Fermi estimate of time it takes to solve chess

Landauer limit 3e-23 J/bit in our current universe background radiation, with
$$kT\log 2, T = 3K, k = 1\times 10^{-23}J/(K\cdot bit)$$

Searching for game nodes has about 2e10 nodes/s on a GPU with 3e12 bits/s, so that gives about 100 bits/node.

The number of chess nodes needed to evaluate is about 1e43.

So we get an upper bound of 1e45 bits needed to solve chess, assuming we can't prune any nodes.

That requires 3e22 J at the Landauer limit.

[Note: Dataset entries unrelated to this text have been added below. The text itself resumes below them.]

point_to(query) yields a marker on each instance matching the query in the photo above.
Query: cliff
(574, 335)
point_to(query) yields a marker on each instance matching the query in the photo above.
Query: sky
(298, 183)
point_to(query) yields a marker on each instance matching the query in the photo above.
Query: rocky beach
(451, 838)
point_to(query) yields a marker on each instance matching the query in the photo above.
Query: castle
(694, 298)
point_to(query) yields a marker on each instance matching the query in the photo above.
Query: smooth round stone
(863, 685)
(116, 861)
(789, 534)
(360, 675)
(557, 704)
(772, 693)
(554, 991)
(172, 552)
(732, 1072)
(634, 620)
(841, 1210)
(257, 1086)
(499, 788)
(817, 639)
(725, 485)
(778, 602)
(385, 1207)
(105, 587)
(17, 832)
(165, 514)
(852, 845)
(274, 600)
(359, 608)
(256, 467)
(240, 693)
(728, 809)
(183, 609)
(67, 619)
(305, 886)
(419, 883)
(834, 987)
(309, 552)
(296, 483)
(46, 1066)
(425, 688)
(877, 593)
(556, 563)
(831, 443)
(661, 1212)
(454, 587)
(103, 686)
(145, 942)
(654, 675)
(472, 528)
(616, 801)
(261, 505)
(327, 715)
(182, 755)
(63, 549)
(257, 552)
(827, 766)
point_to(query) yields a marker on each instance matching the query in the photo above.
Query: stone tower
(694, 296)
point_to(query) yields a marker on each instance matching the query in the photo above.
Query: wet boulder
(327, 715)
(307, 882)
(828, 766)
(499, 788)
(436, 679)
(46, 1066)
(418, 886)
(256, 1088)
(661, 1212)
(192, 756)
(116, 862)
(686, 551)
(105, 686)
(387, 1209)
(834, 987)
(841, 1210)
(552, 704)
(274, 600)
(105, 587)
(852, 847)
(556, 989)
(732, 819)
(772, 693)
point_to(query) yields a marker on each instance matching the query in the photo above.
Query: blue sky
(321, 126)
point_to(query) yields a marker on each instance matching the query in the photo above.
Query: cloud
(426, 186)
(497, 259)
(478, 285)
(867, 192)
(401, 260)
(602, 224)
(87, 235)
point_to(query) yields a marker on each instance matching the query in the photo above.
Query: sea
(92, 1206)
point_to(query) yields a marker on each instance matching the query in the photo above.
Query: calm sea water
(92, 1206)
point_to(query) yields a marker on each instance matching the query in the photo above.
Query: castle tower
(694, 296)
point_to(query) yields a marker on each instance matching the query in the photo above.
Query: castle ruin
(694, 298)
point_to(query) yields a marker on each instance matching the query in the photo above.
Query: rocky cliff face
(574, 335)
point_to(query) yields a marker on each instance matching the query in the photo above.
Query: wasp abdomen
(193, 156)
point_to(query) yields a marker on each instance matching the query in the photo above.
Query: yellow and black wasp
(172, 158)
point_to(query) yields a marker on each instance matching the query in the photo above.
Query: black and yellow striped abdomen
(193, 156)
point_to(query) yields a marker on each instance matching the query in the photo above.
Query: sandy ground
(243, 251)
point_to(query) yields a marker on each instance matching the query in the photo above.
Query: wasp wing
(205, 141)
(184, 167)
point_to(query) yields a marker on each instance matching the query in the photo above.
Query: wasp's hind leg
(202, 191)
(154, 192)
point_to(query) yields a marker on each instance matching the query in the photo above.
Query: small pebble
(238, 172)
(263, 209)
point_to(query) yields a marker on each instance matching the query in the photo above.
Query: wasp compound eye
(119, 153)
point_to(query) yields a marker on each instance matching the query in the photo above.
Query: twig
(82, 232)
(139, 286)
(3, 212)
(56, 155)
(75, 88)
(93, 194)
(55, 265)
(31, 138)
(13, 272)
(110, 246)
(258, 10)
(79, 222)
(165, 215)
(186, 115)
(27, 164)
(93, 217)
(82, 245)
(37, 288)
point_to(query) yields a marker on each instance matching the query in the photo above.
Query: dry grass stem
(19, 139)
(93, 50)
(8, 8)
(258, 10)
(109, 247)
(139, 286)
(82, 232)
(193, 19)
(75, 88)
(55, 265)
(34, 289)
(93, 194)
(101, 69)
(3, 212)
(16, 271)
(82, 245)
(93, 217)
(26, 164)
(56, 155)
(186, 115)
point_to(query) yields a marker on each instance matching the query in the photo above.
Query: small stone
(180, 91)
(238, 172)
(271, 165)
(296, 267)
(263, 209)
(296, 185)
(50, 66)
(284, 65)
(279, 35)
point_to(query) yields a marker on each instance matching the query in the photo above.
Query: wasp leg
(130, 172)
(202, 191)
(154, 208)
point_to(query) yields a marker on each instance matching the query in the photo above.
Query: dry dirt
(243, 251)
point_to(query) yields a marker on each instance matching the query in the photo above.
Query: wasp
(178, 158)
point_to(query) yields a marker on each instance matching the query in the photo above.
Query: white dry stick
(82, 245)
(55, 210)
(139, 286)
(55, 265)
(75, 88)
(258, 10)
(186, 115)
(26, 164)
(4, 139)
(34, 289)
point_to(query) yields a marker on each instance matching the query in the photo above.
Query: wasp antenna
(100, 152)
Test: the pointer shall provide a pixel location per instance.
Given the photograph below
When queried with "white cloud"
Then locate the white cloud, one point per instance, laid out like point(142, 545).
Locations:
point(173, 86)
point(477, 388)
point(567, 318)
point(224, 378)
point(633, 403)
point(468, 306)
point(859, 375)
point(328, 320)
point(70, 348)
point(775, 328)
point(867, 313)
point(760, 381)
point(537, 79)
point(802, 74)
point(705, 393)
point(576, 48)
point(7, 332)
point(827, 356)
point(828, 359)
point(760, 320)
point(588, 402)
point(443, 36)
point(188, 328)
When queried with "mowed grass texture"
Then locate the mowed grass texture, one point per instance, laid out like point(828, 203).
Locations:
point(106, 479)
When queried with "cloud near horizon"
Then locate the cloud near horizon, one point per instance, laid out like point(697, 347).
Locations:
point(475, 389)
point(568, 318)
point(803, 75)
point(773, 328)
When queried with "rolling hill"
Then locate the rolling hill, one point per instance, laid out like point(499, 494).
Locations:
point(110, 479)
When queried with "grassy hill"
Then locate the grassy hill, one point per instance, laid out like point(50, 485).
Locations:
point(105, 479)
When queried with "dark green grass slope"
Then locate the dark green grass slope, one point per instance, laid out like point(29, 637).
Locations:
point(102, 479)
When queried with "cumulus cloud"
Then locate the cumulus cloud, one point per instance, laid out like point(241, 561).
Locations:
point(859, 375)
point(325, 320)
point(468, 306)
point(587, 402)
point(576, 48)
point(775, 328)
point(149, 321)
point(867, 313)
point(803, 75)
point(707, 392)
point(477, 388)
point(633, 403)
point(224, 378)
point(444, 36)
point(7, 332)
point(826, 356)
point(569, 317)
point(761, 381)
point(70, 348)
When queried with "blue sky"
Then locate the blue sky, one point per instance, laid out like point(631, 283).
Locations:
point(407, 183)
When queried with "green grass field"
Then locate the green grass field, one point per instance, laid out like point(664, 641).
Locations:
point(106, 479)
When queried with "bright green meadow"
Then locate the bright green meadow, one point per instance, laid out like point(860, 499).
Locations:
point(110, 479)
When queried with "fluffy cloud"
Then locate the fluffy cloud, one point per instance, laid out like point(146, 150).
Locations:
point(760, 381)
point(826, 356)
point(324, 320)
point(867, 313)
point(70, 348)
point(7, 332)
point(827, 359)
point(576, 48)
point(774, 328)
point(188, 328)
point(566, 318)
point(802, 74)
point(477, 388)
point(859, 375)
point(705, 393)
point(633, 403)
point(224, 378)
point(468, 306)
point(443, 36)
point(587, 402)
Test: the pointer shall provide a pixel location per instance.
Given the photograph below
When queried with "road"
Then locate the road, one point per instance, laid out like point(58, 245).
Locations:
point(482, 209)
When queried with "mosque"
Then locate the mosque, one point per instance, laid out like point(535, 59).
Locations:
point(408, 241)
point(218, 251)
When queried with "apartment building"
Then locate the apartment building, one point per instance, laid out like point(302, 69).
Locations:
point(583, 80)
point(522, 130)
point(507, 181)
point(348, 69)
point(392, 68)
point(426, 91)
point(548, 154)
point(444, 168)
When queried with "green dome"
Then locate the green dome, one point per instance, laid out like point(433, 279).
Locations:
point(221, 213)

But if we aren't that optimistic, we use the current 3e-19J/bit rate predicted by ITRS to be achieved by 2050,

That requires 3e26 J.

The world energy production is 5e20 J/yr

So if we are stuck on our current civilization, chess can't be solved, literally not in a million years.

A solar civilization is something humans have no problem achieving in 500 years. It only uses current physics.
The power output of the sun is about 4e26 J/s, so at that time, it takes about 1 second to solve chess.

So my prediction is: conditional on humans progressing at current technology rate and keeping interest in chess, 95% chance within 500 years.

Probability of humans progressing at current technology rate is a whole other problem (ask Future of Humanity Institute for that).

Probability of humans keeping interest in chess for 500 years is that, if humans do keep their humanity (ask FHI again), then it's a 99% chance. There's simply too many artifacts hanging around for chess to be fully forgotten.